Exact + partial match of text documents (with bool query?)

Hi friends! I am building a news search engine and need a way to construct ES queries that delivers relevant results. Currently, I am using a combination of must and should clauses in a bool query for every news topic a user searches. My query looks as follows (written with elasticsearch_dsl in Python):

from elasticsearch import Elasticsearch
from elasticsearch_dsl import Search, MultiSearch, Q
...
self.search = self.search.query(
        "bool",
        must=[
            Q(
                "multi_match",
                query="Andrew Yang",
                fields=["title", "summary"],
                type="best_fields",
                tie_breaker=0.5
            )
        ],
        should=[
            Q(
                "multi_match",
                query="New Hampshire debate",
                fields=["title", "summary"],
                type="best_fields",
                tie_breaker=1.0
            ),
            Q(
                "multi_match",
                query="election",
                fields=["title", "summary"],
                type="best_fields",
                tie_breaker=1.0
            ),
            ...
        ],
        minimum_should_match=self.min_should_match
    )

I initially wished that this query will match exactly the query in must (in this example, "Andrew Yang") and will attempt to match as many documents with queries words in should as possible. However, it appears to me that Elasticsearch is not doing strict / exact match with search terms in the must clause. This brings up problems when two entirely different news topics have partially similar keywords (for example, Andrew Yang and Prince Andrew) as when user search one of them, the other has the potential to appear as well..

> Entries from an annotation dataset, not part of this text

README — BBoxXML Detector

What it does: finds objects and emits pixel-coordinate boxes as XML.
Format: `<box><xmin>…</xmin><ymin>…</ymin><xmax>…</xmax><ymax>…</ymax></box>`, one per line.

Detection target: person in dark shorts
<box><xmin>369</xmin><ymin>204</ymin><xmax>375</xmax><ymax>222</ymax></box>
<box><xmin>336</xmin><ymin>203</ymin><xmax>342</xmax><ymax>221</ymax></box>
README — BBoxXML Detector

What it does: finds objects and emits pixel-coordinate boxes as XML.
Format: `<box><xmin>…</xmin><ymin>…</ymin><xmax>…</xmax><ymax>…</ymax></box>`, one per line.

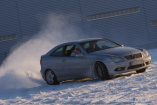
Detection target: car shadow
<box><xmin>0</xmin><ymin>70</ymin><xmax>145</xmax><ymax>100</ymax></box>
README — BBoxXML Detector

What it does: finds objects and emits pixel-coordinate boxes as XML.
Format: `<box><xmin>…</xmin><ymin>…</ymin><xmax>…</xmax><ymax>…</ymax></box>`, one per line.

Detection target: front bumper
<box><xmin>106</xmin><ymin>56</ymin><xmax>151</xmax><ymax>76</ymax></box>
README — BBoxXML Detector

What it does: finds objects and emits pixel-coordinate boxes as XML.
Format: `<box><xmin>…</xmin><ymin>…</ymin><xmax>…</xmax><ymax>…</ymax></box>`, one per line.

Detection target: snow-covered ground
<box><xmin>0</xmin><ymin>49</ymin><xmax>157</xmax><ymax>105</ymax></box>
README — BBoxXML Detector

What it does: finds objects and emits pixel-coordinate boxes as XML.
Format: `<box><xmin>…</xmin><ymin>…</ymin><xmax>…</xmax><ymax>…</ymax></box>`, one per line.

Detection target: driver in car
<box><xmin>71</xmin><ymin>46</ymin><xmax>81</xmax><ymax>56</ymax></box>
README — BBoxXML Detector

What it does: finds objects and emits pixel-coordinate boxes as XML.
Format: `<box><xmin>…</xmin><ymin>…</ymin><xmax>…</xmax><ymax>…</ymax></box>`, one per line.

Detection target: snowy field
<box><xmin>0</xmin><ymin>49</ymin><xmax>157</xmax><ymax>105</ymax></box>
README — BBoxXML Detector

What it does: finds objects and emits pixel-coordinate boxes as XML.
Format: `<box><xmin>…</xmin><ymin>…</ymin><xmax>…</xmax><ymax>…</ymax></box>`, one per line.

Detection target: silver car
<box><xmin>40</xmin><ymin>38</ymin><xmax>151</xmax><ymax>85</ymax></box>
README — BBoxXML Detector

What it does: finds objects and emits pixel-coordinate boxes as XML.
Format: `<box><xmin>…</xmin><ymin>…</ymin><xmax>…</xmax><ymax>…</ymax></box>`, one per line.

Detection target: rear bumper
<box><xmin>106</xmin><ymin>56</ymin><xmax>151</xmax><ymax>76</ymax></box>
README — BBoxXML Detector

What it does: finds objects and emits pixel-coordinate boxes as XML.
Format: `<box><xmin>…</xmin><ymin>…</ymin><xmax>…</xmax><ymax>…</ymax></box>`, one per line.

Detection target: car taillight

My question: is there a way to do both exact match one or more certain keywords (let's call them group one keywords) and partial match (like multi-match in the should clauses) of some other keywords (let's call them group two keywords) in a single query so that results returned will definitely contain every group one keyword while trying to match as many group two keywords as possible? If so, what's the best way to structure such a query (so that it's not terribly inefficient)?

P.S. Both the title and summary fields are indexed with type=text (standard analyzer). Here is the full mapping that I am currently using:

NEWS_INDEX_MAPPING = {
    "mappings": {
        "properties": {
            "title":    { "type": "text" },  
            "source": {"type": "keyword"},
            "category": {"type": "text"},
            "id": { "type": "keyword" },
            "summary":  { "type": "text"  }, 
            "url": { "type": "keyword" },
            "published_date": { "type": "keyword" },
            "img_url": { "type": "text" },
            "views": {"type": "long"},
            "avg_rating": {"type": "float"},
            "num_rated": {"type": "long"}
        }
    }
}

Will appreciate any suggestion / comment! Thanks!

By default multi word search runs as an OR condition. Use the "operator" : "and" with your query to ensure that all words in input are being matched. Please note that this is not applicable when searching on name, but with fields split as first name and last name.

This topic was automatically closed 28 days after the last reply. New replies are no longer allowed.